Systematic literature search, on eight databases to January 2017, sought ACR and EULAR data from randomized controlled trials (RCTs) of boDMARDs / bsDMARDs (in combination with csDMARDs, or monotherapy). Two adult populations: methotrexate (MTX)-naïve patients with severe active RA; and csDMARD-experienced patients with moderate-to-severe active RA. Network meta-analyses (NMA) were conducted using a Bayesian Markov chain Monte Carlo simulation using a random effects model with a probit link function for ordered categorical.

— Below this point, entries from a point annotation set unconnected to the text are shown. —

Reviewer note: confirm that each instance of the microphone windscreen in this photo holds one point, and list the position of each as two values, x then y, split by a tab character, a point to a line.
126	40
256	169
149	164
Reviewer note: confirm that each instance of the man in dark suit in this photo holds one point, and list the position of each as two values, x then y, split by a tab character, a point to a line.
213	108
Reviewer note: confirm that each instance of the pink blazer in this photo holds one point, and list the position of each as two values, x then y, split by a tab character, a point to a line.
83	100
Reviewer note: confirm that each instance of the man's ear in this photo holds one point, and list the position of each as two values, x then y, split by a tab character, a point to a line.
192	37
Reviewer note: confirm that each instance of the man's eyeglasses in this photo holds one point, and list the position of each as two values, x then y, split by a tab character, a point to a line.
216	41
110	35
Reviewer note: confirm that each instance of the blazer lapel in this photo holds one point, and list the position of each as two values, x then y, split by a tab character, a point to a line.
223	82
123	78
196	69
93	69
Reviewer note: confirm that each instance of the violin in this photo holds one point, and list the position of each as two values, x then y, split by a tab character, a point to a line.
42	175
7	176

Forty-six RCTs met the eligibility criteria. In the MTX-naïve severe active RA population, no biosimilar trials meeting the inclusion criteria were identified. MTX plus methylprednisolone (MP) was most likely to achieve the best ACR response. There was insufficient evidence that combination boDMARDs was superior to intensive (two or more) csDMARDs. In the csDMARD-experienced, moderate-to-severe RA population, the greatest effects for ACR responses were associated with tocilizumab (TCZ) monotherapy, and combination therapy (plus MTX) with bsDMARD etanercept (ETN) SB4, boDMARD ETN and TCZ. These treatments also had the greatest effects on EULAR responses. No clear differences were found between the boDMARDs and their bsDMARDs.


In MTX-naïve patients, there was insufficient evidence that combination boDMARDs was superior to two or more csDMARDs. In csDMARD-experienced patients, boDMARDs and bsDMARDs were comparable and all combination boDMARDs / bsDMARDs were superior to single csDMARD.